For the last three weeks, we have had four 350-horsepower diesels idling outside the house, which you can feel, with periods of tremendous crashes and clashes of metal-on-metal-on-earth every ten minutes or so.
I made a few escapes with a roll of XPired XP2 in the Little Mutant. There was a regatta of Class A, C and E scows on Lake Winnebago. I arrived as they were launching them, the second time this has happened to me. All five crew members and a few support folks were crawling all over the deck when I started to extend the tripod, but only these two and some spectacular flare were left when the shutter opened.

On the port side of this photograph, launching that boat with the crew on board. One of them introduced herself as a photographer and inquired about the Little Mutant. She'd never done any kind of analogue photography. I gave her my card. Hi!

How I spent my summer vacation. The New York Times review of The Goldfinch by Donna Tartt begins with an anecdote about what a commitment a 750-page novel is. I intended to illustrate the wear a paperback of that magnitude experiences after two reads, unaware of how skillfully that trompe l'oeil tear on the book's cover mimics the actual damage.
As I was crossing the Jefferson Street Bridge, I saw a pedestrian limping toward me. I stopped at the cutout in front of the bridge house, but was waved forward with the comment that he was only going into the bridge house, which I was in front of. As I started to go, he said, "Where are you going?" I stopped again and told him Oaks Chocolate.
"Bring me back a box!"
I told him I was a photographer and had done
a project about bridge tenders' houses, and I'd get him the chocolate if he'd let me inside and take photographs. Those chocolates
were really good but he couldn't do that. I started again,
"Have you heard the bridge is closing for a day next week?"
Again, we had a conversation about the former
closure and repair of this bridge three years ago, and the upcoming long-term closure of the Main Street bridge. At some point, it was clear he just wanted to continue talking to someone, and I asked Jim if I could do his portrait.
I placed the camera in the out-of-the-way corner while I got the chocolate. The figure at the counter is a combination of me and the lady following me. They're her white socks.
A compelling sky with Ames Point, Monkey Island and some unusually clustered geese.

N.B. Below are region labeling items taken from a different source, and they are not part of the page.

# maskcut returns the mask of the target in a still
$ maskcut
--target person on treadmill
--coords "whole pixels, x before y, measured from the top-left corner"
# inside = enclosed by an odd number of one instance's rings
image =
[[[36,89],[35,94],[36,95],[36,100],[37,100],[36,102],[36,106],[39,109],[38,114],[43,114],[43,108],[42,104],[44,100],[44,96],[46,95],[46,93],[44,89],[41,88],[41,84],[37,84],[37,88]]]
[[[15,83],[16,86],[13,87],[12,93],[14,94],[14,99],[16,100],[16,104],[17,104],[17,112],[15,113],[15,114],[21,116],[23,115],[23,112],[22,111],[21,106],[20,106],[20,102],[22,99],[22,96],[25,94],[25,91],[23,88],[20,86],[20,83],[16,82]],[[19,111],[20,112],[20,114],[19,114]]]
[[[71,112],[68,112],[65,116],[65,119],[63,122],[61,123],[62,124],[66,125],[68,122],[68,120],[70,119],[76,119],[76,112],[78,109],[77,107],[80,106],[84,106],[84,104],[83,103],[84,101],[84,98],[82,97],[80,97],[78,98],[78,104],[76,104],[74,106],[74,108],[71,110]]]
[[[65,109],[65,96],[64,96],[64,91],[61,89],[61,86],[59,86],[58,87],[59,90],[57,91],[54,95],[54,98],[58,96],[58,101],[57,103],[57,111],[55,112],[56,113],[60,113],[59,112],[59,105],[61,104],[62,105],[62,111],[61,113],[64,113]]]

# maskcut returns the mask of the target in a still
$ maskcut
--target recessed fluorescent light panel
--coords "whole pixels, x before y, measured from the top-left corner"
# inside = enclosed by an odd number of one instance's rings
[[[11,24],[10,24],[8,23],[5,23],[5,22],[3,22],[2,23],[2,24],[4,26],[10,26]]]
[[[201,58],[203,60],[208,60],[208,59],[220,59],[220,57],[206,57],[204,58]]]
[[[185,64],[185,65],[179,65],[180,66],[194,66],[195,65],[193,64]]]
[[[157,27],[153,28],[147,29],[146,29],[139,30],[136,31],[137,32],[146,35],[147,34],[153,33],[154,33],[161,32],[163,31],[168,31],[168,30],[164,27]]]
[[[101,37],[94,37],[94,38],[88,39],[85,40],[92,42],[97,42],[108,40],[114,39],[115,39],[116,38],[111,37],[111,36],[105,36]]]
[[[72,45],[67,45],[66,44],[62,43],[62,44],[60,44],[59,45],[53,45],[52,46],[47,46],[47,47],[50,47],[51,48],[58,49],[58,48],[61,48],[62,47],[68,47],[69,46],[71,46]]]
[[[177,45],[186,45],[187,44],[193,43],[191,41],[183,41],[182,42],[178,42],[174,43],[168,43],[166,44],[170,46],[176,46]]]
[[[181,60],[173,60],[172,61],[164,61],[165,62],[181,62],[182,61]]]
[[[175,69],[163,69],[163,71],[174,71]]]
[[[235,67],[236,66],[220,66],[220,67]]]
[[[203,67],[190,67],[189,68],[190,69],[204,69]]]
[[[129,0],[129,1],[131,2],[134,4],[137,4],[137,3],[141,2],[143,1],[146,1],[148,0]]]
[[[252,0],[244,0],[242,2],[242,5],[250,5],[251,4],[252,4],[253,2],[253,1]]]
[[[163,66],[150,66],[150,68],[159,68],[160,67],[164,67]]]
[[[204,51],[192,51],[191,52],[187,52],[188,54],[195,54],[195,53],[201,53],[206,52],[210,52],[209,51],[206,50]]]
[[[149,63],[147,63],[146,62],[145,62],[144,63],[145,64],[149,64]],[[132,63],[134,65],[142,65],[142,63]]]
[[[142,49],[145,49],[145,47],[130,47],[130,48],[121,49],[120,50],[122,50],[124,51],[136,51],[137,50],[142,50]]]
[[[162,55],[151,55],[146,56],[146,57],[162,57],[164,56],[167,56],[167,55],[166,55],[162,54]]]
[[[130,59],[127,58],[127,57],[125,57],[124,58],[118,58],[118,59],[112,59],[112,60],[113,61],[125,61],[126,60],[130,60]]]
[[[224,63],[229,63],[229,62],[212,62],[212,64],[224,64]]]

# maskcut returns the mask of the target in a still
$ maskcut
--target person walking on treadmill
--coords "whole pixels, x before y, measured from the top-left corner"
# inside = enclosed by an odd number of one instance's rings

Jazzfest was occurring downtown. The 400 block of Main was closed with a stage at the bottom.
The group from the just-finished tribute to local notable John Harmon posing for photographers, including me.
From behind the stage, John Harmon himself at the piano.
The Democratic Party taking advantage of their location on the closed block, selling cheap hot dogs and brats. With jazz's history of diversity, acceptance of new ideas, and cooperation, the other party farther down the street is either entirely ignorant of jazz or, by policy, repelled by it. Their loss.

The Raulf Hotel gave me another excuse for the interesting skies.
The Little Mutant has .27mm pinholes, one on the axis, and one 10mm above the axis, 45mm from a 6x6cm frame. The XP2 was semi-stand developed in Rodinal 1:100.